İngiltere ulusal demiryolu ağından on binlerce işçi Perşembe günü yürüdü ve Cumartesi günü yine gidecek.
Ülkenin dört bir yanındaki taşıtlar, üyeleri için enerji fiyatlarına dayalı enflasyonun neden olduğu artan yaşam maliyetini daha iyi yansıtan ücret ve koşullar talep eden sendikalar tarafından organize edilen bu yıl demiryolu grevlerinden kaynaklanan aksamalara katlandı.
Veriler, Rusya’nın Ukrayna’yı işgalinden kaynaklanan artan enerji maliyetlerinin tüketicileri doğrudan ev faturaları üzerinden ve dolaylı olarak da artan gıda fiyatları yoluyla vurduğu için, Temmuz ayında enflasyonun Şubat 1982’den bu yana en yüksek seviye olan %10,1’de olduğunu gösterdi.
Bu durum, artan maliyetlerin ve düşen talebin müzakere odalarını sınırladığını söyleyen firmalar, işçilerinin geçinemeyecek durumda olduğunu söyleyen sendikalar ve büyük ücret artışlarının enflasyonu körükleyebileceğinden endişelenen hükümet arasında bir soğukluğa yol açtı.
Ulaştırma Bakanı Grant Shapps BBC’ye verdiği demeçte, “Maaşların artması, enflasyonun artması vb. şeylerle karşı karşıya kaldığınız 1970’lerin kısır döngüsünde olmak istemiyoruz. Bundan asla kurtulamazsınız” dedi.

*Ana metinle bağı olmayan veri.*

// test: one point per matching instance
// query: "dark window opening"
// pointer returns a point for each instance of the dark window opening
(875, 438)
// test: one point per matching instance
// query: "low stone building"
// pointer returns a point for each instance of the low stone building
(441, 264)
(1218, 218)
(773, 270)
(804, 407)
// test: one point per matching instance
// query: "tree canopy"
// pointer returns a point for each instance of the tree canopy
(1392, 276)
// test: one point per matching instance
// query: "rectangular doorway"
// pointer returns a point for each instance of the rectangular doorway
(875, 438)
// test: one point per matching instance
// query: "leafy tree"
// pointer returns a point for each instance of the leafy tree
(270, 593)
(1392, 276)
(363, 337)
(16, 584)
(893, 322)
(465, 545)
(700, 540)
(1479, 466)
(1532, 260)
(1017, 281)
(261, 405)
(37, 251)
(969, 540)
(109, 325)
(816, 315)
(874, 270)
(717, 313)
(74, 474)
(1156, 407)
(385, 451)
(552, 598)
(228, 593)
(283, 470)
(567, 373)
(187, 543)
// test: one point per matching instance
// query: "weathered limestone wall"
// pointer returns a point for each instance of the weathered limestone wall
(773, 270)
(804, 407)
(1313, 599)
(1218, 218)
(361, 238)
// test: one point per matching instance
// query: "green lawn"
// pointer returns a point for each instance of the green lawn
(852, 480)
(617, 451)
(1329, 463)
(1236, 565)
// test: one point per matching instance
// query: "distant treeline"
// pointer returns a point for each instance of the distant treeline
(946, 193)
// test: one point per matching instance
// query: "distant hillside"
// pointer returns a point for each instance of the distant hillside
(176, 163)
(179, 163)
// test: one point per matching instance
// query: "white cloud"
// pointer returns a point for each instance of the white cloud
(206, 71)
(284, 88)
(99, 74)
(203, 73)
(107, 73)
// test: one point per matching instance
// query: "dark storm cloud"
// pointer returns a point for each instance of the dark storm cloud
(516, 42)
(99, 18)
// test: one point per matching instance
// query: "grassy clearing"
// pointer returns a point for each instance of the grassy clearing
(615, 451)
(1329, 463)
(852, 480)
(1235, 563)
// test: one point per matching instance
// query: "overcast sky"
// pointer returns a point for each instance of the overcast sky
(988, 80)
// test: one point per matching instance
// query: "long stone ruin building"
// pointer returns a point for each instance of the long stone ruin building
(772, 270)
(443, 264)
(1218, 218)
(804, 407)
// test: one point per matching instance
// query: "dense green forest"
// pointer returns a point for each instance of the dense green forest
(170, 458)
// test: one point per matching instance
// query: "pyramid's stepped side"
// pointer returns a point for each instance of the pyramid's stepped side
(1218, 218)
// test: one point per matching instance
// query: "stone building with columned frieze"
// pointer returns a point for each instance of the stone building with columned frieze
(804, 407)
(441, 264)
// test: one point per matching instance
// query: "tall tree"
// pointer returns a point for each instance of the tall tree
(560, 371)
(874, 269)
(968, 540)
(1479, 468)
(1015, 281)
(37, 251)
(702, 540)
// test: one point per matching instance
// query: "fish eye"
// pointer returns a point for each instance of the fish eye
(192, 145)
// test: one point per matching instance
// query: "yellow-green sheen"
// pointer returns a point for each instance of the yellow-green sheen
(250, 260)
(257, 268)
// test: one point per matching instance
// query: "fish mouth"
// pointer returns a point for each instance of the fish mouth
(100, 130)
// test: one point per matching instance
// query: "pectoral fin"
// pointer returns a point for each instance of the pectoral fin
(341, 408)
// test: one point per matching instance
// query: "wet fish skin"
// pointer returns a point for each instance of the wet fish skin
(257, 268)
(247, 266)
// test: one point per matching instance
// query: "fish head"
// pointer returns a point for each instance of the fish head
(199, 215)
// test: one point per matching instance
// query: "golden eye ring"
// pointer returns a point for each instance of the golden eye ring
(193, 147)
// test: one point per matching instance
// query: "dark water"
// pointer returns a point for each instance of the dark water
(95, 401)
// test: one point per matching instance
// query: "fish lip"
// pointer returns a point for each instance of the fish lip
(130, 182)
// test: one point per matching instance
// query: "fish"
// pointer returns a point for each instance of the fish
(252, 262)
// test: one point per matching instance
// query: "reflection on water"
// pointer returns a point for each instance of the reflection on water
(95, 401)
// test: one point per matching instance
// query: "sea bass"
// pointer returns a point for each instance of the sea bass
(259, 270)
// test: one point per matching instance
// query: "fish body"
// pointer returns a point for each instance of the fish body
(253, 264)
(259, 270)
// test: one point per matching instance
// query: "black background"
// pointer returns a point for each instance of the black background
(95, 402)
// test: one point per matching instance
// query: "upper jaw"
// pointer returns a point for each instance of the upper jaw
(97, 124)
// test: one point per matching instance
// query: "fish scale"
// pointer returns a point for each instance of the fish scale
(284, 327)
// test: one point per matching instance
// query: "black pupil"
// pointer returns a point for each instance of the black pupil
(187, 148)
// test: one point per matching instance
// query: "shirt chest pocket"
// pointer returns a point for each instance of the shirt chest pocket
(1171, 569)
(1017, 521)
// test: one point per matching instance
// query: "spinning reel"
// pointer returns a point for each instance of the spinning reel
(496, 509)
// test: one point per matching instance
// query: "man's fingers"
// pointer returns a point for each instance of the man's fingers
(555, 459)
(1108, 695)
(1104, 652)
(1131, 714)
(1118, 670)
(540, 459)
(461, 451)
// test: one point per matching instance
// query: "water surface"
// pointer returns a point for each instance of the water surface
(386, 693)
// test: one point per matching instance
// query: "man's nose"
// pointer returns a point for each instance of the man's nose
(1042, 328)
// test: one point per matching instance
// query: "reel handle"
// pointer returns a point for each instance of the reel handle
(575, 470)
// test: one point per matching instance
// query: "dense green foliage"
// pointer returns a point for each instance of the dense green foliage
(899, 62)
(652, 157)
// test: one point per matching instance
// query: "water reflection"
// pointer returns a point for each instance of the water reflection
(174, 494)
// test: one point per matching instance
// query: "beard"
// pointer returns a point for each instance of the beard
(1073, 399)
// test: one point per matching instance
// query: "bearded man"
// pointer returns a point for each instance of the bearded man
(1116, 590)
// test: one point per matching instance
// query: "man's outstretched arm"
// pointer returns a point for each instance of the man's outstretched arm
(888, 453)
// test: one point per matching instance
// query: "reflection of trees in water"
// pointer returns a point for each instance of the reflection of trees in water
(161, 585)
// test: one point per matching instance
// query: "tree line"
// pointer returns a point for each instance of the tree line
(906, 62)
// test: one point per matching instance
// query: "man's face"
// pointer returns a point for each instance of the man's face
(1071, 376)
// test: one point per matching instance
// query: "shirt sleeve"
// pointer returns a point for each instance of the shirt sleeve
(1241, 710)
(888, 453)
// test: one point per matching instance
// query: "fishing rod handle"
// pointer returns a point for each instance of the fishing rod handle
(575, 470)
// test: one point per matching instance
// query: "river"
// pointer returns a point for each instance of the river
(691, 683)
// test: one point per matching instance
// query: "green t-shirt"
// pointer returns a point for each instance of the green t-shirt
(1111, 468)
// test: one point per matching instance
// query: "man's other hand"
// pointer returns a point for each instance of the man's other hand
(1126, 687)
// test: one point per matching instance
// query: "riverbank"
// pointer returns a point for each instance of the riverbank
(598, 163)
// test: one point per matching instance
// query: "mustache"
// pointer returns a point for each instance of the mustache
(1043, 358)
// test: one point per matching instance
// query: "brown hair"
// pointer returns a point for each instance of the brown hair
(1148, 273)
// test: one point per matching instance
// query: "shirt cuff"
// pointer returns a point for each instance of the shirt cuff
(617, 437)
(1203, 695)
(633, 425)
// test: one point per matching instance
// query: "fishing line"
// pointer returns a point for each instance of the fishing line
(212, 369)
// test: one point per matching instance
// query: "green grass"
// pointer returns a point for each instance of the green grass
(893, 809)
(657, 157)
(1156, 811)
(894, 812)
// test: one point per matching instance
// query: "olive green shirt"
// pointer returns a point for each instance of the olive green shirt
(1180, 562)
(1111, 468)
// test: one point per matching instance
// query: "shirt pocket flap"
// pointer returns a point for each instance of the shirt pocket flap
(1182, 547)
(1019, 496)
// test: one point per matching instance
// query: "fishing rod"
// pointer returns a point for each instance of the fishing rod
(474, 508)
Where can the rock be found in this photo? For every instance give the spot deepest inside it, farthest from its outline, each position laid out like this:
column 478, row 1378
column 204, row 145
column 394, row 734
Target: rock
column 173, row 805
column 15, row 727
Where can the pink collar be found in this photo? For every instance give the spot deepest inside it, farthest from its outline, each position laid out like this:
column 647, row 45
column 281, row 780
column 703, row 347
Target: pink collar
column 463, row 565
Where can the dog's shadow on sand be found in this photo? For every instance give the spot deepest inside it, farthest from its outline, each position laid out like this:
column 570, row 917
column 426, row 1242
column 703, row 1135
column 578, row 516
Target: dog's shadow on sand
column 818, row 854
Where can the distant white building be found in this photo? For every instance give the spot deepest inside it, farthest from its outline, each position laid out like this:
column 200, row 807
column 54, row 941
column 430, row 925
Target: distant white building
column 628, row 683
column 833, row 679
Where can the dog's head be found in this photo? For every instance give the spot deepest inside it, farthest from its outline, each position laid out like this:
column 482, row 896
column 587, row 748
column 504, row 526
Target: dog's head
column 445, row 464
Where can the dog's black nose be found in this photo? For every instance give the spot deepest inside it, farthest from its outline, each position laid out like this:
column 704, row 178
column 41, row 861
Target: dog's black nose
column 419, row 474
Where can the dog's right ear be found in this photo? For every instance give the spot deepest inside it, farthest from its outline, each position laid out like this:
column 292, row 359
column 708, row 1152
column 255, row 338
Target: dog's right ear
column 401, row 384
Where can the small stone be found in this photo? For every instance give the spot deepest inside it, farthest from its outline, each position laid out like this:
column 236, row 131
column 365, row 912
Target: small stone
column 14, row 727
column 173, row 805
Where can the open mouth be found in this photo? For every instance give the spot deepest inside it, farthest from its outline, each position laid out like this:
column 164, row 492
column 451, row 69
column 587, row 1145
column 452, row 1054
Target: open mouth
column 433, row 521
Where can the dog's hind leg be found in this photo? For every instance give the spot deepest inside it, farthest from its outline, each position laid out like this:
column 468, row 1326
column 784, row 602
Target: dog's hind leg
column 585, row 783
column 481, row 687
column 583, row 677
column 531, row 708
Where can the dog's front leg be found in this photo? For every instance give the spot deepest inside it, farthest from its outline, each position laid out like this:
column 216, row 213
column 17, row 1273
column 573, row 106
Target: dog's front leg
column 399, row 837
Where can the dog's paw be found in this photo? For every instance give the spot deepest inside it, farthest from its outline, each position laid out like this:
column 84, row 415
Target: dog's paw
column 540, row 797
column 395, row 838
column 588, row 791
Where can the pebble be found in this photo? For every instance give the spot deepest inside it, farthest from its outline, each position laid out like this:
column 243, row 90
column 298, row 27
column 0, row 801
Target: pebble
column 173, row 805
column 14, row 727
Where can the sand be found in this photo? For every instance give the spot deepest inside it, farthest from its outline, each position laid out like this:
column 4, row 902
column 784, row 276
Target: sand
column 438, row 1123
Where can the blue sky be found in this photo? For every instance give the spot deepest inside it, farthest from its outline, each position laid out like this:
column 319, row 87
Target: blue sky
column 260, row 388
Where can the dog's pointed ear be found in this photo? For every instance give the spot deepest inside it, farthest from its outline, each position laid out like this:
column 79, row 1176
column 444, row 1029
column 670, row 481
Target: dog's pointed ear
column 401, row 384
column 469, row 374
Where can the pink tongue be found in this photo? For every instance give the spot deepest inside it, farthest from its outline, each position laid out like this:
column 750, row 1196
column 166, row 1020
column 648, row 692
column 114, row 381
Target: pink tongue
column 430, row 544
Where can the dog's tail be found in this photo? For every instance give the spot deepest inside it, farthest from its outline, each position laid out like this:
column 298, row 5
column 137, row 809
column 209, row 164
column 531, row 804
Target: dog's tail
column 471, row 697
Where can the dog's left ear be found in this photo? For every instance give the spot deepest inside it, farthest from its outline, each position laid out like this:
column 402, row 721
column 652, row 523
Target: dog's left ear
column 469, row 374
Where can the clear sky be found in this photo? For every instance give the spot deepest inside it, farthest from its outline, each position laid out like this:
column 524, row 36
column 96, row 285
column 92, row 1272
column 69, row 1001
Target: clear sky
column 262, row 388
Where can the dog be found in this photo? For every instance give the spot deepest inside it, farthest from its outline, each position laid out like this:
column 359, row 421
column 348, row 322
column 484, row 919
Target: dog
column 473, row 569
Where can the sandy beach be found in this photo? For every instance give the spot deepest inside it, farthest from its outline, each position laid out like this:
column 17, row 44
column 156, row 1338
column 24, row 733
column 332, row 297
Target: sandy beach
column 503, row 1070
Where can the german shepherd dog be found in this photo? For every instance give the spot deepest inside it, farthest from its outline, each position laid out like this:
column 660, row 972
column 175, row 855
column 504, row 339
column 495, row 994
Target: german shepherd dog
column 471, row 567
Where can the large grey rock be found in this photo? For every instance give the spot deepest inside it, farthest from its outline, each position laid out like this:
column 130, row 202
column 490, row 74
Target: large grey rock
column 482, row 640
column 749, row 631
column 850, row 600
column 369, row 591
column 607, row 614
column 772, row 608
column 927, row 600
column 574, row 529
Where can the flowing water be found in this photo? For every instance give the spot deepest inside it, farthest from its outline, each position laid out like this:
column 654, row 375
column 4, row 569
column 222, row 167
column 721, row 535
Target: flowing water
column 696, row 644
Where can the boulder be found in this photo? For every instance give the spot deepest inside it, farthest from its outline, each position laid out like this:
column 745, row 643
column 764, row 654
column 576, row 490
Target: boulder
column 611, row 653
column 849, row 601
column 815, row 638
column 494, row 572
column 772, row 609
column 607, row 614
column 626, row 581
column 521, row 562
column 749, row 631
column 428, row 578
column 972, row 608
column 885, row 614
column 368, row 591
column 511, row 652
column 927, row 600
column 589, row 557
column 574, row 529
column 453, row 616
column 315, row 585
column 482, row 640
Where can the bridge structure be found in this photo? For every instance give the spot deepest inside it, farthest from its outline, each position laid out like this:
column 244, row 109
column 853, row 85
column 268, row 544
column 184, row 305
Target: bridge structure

RMT, yeraltı grevinin TfL’den iş ve emekli maaşları konusunda güvence eksikliğine yanıt olduğunu söyledi. Sendika, Shapps’a yazdığı bir mektupta, onu demiryolu işçilerine karşı ideolojik savaş yürütmekle suçladı.
TfL’nin kendisi, bir acil durum fonu anlaşmasının sona ermesinin ardından, kısmen de pandemi sonrası yolculardaki düşüşün gerektirdiği şekilde, hükümetle uzun süreli müzakerelerde bulunuyor.
Diğer İngiliz endüstrilerindeki işçiler de gelecekteki grevleri planlıyor veya endüstriyel eyleme doğru ilerliyor. Bunlara liman işçileri, avukatlar, öğretmenler, hemşireler, itfaiyeciler ve atık toplama, havaalanı ve posta personeli dahildir.